Computerworld - When Apple unveiled the complete feature set of its next release of Mac OS X, known as Leopard or Mac OS X 10.5, it garnered a lot of impressive feedback for both its new features and redesigned user interface. Judging from Apple's various Leopard demonstrations, the new operating system appears to be well worth all the oohs and ahhs that it has won from commentators.

Likewise, its cousin -- Mac OS X Server 10.5, also known as Leopard Server -- sports an array of new features and technologies. Here's a look at some of the most interesting and impressive.

Simplified setup and server preferences

One of the most anticipated new features is a simplified interface designed for small businesses with few or no IT staffers requiring the power and features of a server platform. Typically, these companies cannot afford to hire a systems administrator or consultant to deploy and/or manage day-to-day operations. The simplified setup autoconfigures many of Mac OS X Server's technologies, including file and print services, and mail service -- either acting as a full-featured mail server or passing messages to an ISP's server.

Other features include collaborative Web services such as blogs and wikis, internal instant messaging, shared calendaring, VPN technology and Open Directory, Mac OS X's native directory service. The sheer number of traditionally complex tasks that Apple will allow users to bypass with this simplified setup is almost mind-boggling. Of course, for more savvy administrators and those who need specific configurations for services, Leopard Server also offers the traditional Mac OS X Server administration tools and options.

Beyond just making server setup easy, Apple claims that configuring access to the server will be equally simple. New client computers will automatically detect servers and configure access to them.
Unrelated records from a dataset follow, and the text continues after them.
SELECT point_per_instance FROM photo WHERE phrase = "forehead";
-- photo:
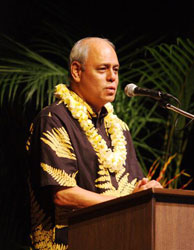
(101, 52)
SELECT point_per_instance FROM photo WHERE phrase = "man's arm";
(76, 197)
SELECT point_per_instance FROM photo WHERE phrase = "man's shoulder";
(123, 125)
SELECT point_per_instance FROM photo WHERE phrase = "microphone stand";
(179, 111)
(169, 106)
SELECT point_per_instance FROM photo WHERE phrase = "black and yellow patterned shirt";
(61, 155)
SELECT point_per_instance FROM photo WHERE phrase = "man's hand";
(145, 184)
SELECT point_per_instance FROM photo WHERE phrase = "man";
(81, 153)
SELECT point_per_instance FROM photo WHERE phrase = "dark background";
(23, 21)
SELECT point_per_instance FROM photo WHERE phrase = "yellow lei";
(108, 159)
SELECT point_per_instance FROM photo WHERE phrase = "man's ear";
(76, 70)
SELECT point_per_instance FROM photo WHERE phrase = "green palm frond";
(168, 68)
(30, 75)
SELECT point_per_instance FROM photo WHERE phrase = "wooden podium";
(154, 219)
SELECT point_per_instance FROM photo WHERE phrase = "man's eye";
(102, 69)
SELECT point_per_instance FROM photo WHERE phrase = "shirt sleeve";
(53, 161)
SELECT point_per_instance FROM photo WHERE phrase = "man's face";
(99, 79)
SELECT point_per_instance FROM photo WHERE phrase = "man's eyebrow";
(108, 64)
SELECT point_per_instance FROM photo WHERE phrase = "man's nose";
(111, 75)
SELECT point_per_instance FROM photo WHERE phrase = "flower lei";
(108, 159)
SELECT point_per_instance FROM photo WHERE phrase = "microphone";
(133, 90)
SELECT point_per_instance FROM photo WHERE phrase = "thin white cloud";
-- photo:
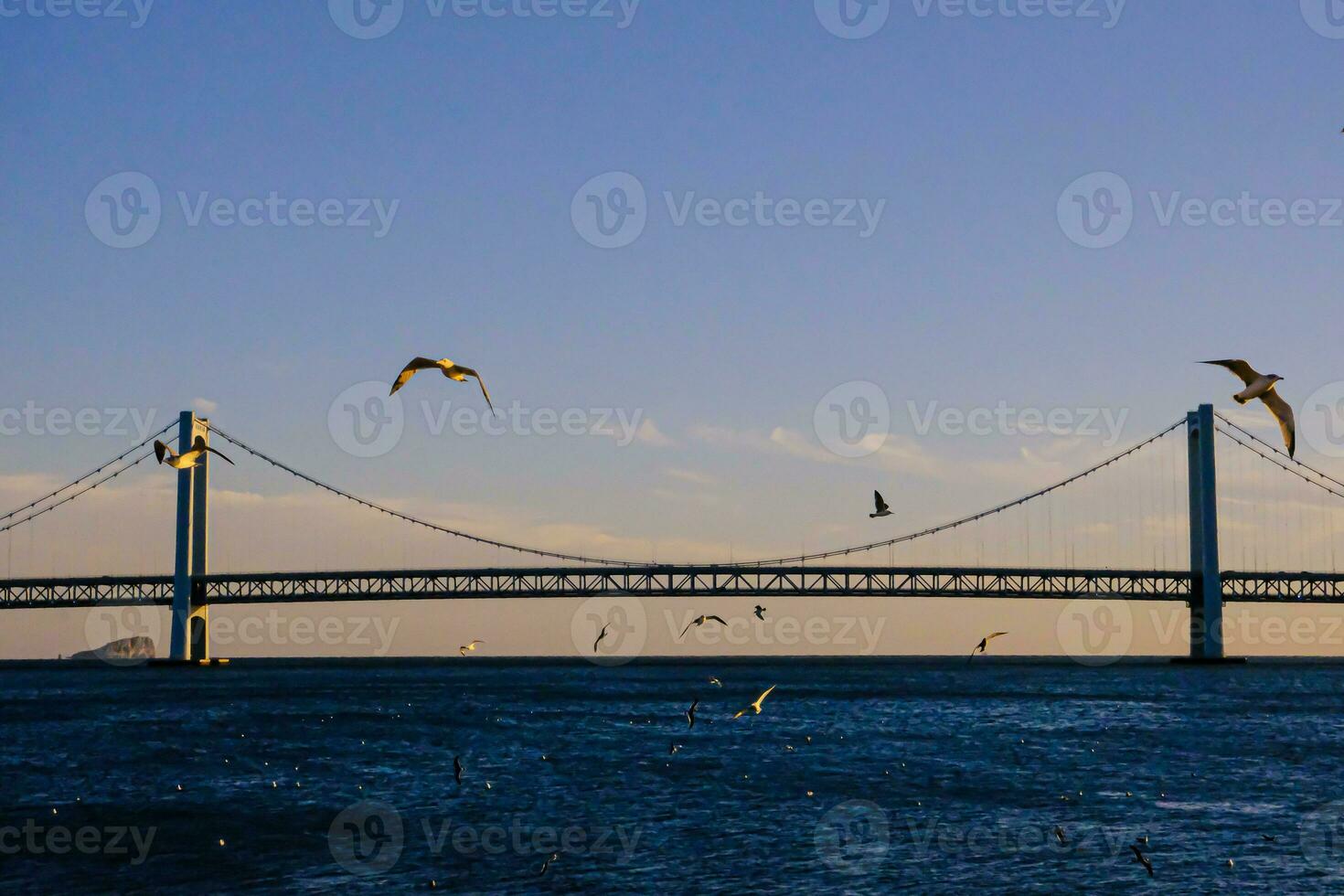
(652, 435)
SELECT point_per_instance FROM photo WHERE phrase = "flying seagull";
(1143, 860)
(452, 371)
(601, 635)
(984, 643)
(1263, 386)
(186, 460)
(700, 621)
(757, 704)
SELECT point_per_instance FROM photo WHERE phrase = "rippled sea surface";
(925, 776)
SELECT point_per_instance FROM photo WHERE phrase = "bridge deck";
(672, 581)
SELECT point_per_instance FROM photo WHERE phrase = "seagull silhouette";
(700, 621)
(1263, 386)
(186, 460)
(601, 635)
(1143, 860)
(452, 371)
(757, 704)
(984, 644)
Presumably, this will be accomplished with a combination of Apple's Bonjour zero-configuration networking technology -- to locate servers within a network or subnet -- and Open Directory, which already offers capabilities to manage and configure various operating system and application settings on Mac OS X clients.

In addition to a much-simplified setup process, Leopard Server will offer a new administration tool known as Server Preferences. The Server Preferences interface will be very similar to that of Mac OS X's System Preferences utility. It will include panes for basic tasks such as adding/editing user accounts, setting up and managing shared folders, and configuring available services. It will also provide options for setting up a firewall and backups using Apple's Time Machine, one of the major features of Leopard.